March 16, 2000
I can't speak for everyone else's experiences of abortion clinics but I can honestly say mine was fairly horrendous.
There were about 20 of us, all herded into this one room where we had to sit and just wait. It was totally white and it reminded me of the inside of a mental hospital. We had to sit and read ancient copies of women's magazines until we were called for various things like questions about our health and having cervix softening pessaries put inside us.
And the smell, Oh my God, I will never forget it. My sense of smell had heightened anyway, I'd found, during my pregnancy (I was 13 1/2 weeks gone at the time) which made the whole thing worse. It was all chemically and really nauseating.

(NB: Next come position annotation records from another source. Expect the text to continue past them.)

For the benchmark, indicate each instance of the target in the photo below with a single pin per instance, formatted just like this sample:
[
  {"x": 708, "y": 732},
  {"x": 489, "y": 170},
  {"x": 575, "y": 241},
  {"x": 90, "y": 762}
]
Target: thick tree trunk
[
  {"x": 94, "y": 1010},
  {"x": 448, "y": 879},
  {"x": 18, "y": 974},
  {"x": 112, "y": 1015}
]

At no point did anyone ask me 'are you OK with this? are you sure you want to go ahead with it?' Some of the nurses were verging on the hostile. One of them even told me how she had ovarian failure as if to say 'I can't have kids and look at you killing yours.'
It was just like a production line, passed on from person to person, finally wheeled into the operating theatre where I was knocked out. I wasn't treated as an individual at a highly emotional time in her life, but as just another nuisance girl in trouble. The whole experience has coloured how I feel about my abortion. I still feel as though I did something awful and wrong because that was the way I was treated.
Afterwards, there were 3 stages of recovery before I was allowed to go home. First, I was sat in my cubicle on the trolley I had gone in on and was given some water (I'd had a general so I hadn't been allowed to eat or drink from several hours before the op) and then I was allowed to come and sit with the other girls and drink some orange squash and eat a couple of biscuits.
This is when I got talking to a few of them. In some perverse way I was glad to be around girls who were going through the same thing. We were even laughing about things like how our boobs had grown during our pregnancy. I think we were still a little bit in shock. I remember feeling relieved, but it hadn't really all sunk in yet. Then the lines we'd had put into the backs of our hands were taken out as we were ready to progress to the next stage at various times. The next room was much smaller, we a TV and a a toilet next door. I had to go and see how much I was bleeding and whether or not I could pee OK.
After that I was allowed to go. An orderly carried my bag for me as I went out to meet my boyfriend. This was the only point when anyone treated me with any great kindness. She told me to take care and that my boyfriend was to do everything for me for the next 24 hours. And I left, no counselling, nothing.